Public interest in Zimmerman trial lagged in advance of verdict

Eric Pfeiffer
Public interest in the George Zimmerman trial was not as strong as media attention might suggest (AP)
Public interest in the George Zimmerman trial was not as strong as media attention might suggest (AP).

If you tuned in to cable news, read a news website or ventured into social media, it might have seemed like the world was captivated by little other than the George Zimmerman trial.

But a new poll suggests that public interest lagged in advance of the jury’s decision in the case. Information from the Pew Research Center for Politics and the Press finds that 26 percent of the U.S. public was following news of the trial in advance of the July 13 verdict in which Zimmerman was found not guilty.

Conversely, in March 2012, 35 percent of respondents told Pew that they were following news of Trayvon Martin’s shooting death when it first came under the national spotlight.

But social media was one area in which attention to the trial spiked. For example, on the day after the verdict was reached, a full 44 percent of respondents said they heard about the verdict on Facebook or Twitter.

Interest in the trial split sharply between African-American and Caucasian viewers. Twenty-one percent of black viewers said they watched “almost all” of the trial coverage, compared with just 5 percent of white respondents. Sixty-seven percent of black viewers said they watched some of the trial live, while 38 percent of white viewers said they tuned in to live coverage.

Overall, 56 percent of black respondents said they “very closely” paid attention to the trial, compared with 20 percent of white respondents who said "very closely."

Another interesting point found in the polling data isthat despite the heated national discussion about the trial, actual public interest in the trial trails behind other past high-profile cases in which race was an issue at hand.
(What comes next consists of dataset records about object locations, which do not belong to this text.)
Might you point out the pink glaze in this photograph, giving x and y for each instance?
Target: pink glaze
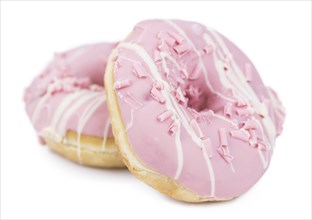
(206, 119)
(69, 94)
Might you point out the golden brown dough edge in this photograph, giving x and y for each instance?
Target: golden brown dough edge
(91, 153)
(162, 183)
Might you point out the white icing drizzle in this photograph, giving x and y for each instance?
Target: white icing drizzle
(172, 105)
(179, 150)
(129, 125)
(39, 107)
(202, 66)
(85, 117)
(107, 126)
(266, 121)
(66, 102)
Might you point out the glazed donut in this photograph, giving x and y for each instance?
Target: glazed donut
(190, 114)
(66, 105)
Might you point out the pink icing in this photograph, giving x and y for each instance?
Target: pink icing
(217, 139)
(73, 79)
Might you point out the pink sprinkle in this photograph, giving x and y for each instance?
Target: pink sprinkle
(173, 128)
(156, 94)
(229, 92)
(179, 39)
(248, 72)
(182, 48)
(250, 124)
(122, 84)
(228, 110)
(207, 116)
(240, 103)
(196, 72)
(208, 147)
(240, 135)
(165, 115)
(207, 49)
(196, 128)
(225, 154)
(163, 46)
(158, 85)
(244, 112)
(157, 56)
(131, 100)
(139, 70)
(180, 96)
(222, 137)
(194, 113)
(262, 145)
(168, 39)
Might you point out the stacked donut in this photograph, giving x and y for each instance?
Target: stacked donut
(190, 115)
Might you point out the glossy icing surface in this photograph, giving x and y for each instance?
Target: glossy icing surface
(195, 108)
(69, 94)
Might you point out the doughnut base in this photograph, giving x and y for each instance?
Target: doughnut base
(162, 183)
(91, 152)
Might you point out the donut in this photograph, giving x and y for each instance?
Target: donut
(66, 105)
(190, 113)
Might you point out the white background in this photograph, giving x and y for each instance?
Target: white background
(36, 183)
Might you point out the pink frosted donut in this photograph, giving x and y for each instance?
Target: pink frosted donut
(66, 104)
(190, 113)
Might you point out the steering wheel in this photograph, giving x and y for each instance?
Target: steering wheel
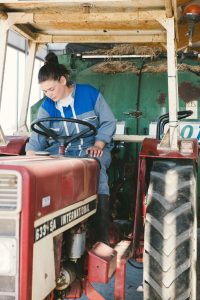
(63, 140)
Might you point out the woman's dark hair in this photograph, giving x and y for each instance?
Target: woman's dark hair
(52, 70)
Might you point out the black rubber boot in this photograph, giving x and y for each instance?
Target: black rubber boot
(103, 218)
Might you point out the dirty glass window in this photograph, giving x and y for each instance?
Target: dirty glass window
(13, 87)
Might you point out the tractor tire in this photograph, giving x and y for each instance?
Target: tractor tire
(170, 236)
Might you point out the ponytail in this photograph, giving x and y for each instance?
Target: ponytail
(52, 70)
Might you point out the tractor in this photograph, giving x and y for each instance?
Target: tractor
(48, 249)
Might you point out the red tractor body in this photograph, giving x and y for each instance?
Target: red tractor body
(40, 199)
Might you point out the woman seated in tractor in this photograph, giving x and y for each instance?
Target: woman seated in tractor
(83, 102)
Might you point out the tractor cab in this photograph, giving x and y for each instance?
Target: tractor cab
(137, 55)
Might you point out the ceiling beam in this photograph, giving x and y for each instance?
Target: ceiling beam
(157, 38)
(64, 17)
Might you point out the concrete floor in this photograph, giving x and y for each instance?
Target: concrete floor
(134, 281)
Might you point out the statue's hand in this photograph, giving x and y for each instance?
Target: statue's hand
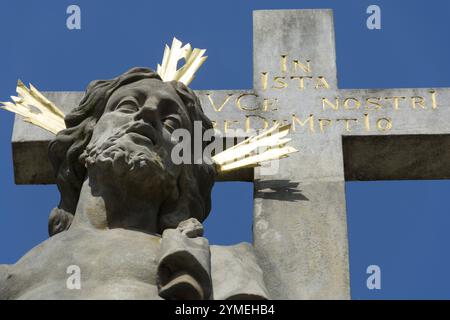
(192, 228)
(184, 268)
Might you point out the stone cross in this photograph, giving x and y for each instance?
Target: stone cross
(300, 229)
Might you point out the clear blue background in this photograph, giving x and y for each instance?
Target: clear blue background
(401, 226)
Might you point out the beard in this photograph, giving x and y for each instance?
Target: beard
(129, 159)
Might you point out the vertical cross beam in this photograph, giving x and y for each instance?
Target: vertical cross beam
(300, 228)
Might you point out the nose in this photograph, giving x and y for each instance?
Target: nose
(148, 113)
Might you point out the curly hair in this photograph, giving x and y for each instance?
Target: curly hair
(195, 181)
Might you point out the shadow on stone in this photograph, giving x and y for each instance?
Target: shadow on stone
(284, 190)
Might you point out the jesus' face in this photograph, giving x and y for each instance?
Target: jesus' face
(131, 142)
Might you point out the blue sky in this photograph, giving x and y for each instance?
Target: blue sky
(401, 226)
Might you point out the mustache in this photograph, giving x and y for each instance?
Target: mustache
(141, 129)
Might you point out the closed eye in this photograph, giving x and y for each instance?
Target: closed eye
(128, 105)
(172, 122)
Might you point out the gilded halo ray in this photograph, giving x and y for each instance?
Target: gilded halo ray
(269, 145)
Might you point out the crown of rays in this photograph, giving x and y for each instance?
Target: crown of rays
(269, 145)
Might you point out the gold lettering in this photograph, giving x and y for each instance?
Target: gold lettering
(280, 81)
(270, 103)
(219, 109)
(384, 124)
(310, 119)
(347, 123)
(395, 100)
(321, 83)
(417, 100)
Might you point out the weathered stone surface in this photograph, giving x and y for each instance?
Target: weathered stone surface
(184, 267)
(236, 273)
(300, 232)
(30, 143)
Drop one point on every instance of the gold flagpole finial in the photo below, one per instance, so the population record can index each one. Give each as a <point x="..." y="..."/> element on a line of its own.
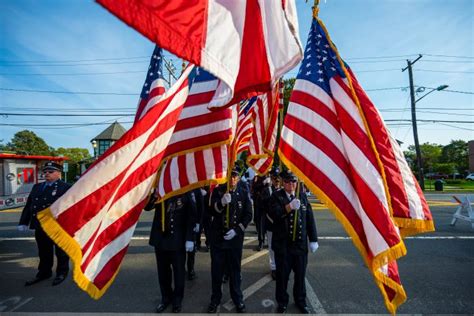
<point x="316" y="9"/>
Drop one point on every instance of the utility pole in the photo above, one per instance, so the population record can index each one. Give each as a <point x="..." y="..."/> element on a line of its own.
<point x="421" y="178"/>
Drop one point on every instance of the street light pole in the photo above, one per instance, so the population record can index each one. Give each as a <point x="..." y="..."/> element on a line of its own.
<point x="421" y="179"/>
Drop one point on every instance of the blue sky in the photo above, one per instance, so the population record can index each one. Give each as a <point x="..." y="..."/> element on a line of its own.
<point x="77" y="46"/>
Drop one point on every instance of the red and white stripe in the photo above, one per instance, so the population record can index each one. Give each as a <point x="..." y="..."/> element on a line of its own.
<point x="198" y="149"/>
<point x="157" y="90"/>
<point x="244" y="129"/>
<point x="265" y="128"/>
<point x="195" y="169"/>
<point x="198" y="126"/>
<point x="249" y="45"/>
<point x="326" y="140"/>
<point x="410" y="209"/>
<point x="95" y="219"/>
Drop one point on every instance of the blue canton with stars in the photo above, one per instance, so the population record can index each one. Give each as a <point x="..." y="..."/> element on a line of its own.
<point x="320" y="62"/>
<point x="155" y="71"/>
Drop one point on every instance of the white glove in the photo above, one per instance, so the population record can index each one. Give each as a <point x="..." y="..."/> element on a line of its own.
<point x="230" y="234"/>
<point x="313" y="246"/>
<point x="295" y="204"/>
<point x="226" y="198"/>
<point x="189" y="246"/>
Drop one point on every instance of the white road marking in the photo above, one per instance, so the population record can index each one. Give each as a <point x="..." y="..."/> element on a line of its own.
<point x="313" y="299"/>
<point x="251" y="239"/>
<point x="229" y="305"/>
<point x="253" y="257"/>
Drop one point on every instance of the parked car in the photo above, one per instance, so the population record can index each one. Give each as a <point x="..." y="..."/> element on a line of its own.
<point x="436" y="176"/>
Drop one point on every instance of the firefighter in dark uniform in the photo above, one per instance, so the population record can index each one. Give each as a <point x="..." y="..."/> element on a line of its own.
<point x="42" y="196"/>
<point x="231" y="213"/>
<point x="265" y="199"/>
<point x="293" y="226"/>
<point x="172" y="238"/>
<point x="191" y="256"/>
<point x="260" y="184"/>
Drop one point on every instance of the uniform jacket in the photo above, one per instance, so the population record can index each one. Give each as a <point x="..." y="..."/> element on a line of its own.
<point x="41" y="197"/>
<point x="283" y="224"/>
<point x="180" y="219"/>
<point x="240" y="215"/>
<point x="265" y="200"/>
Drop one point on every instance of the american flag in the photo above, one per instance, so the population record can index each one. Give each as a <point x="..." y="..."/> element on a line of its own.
<point x="265" y="128"/>
<point x="248" y="45"/>
<point x="154" y="85"/>
<point x="244" y="127"/>
<point x="95" y="220"/>
<point x="328" y="141"/>
<point x="198" y="152"/>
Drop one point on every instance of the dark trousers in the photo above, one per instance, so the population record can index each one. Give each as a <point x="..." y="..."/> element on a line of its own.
<point x="190" y="256"/>
<point x="285" y="263"/>
<point x="171" y="266"/>
<point x="258" y="219"/>
<point x="46" y="250"/>
<point x="226" y="260"/>
<point x="206" y="226"/>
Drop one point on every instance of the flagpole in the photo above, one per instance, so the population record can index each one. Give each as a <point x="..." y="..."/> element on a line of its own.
<point x="280" y="114"/>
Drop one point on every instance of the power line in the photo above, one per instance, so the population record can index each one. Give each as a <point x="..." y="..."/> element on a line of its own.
<point x="135" y="94"/>
<point x="432" y="121"/>
<point x="450" y="56"/>
<point x="384" y="89"/>
<point x="65" y="115"/>
<point x="446" y="71"/>
<point x="74" y="74"/>
<point x="457" y="127"/>
<point x="105" y="109"/>
<point x="59" y="125"/>
<point x="428" y="108"/>
<point x="68" y="92"/>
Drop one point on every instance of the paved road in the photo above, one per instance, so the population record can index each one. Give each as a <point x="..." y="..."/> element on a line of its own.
<point x="436" y="273"/>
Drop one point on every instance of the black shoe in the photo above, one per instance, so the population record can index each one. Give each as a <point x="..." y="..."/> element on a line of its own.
<point x="281" y="309"/>
<point x="212" y="308"/>
<point x="304" y="309"/>
<point x="240" y="308"/>
<point x="161" y="307"/>
<point x="59" y="279"/>
<point x="36" y="280"/>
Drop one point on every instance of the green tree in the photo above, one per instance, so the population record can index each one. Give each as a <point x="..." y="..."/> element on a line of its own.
<point x="445" y="168"/>
<point x="456" y="153"/>
<point x="430" y="155"/>
<point x="28" y="143"/>
<point x="288" y="85"/>
<point x="75" y="155"/>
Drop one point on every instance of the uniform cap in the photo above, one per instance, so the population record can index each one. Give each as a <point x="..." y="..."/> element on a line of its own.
<point x="235" y="171"/>
<point x="287" y="175"/>
<point x="51" y="165"/>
For example, the riots following the Los Angeles police officers who were found not guilty in the Rodney King case was followed “very closely” by 70 percent of the public. Forty-eight percent also said they closely followed the O.J. Simpson trial, which was referred to at the time by some people as the “trial of the century.”

So, if white viewers were not closely tuned in to the Zimmerman trial, what news were they focused on? The Pew study finds that nearly as many white viewers (24%) say they were as closely following news of the San Francisco airport plane crash as they were the Zimmerman trial (26%). Eighteen percent said they were closely following the immigration debate, and 16 percent were following the case of Edward Snowden.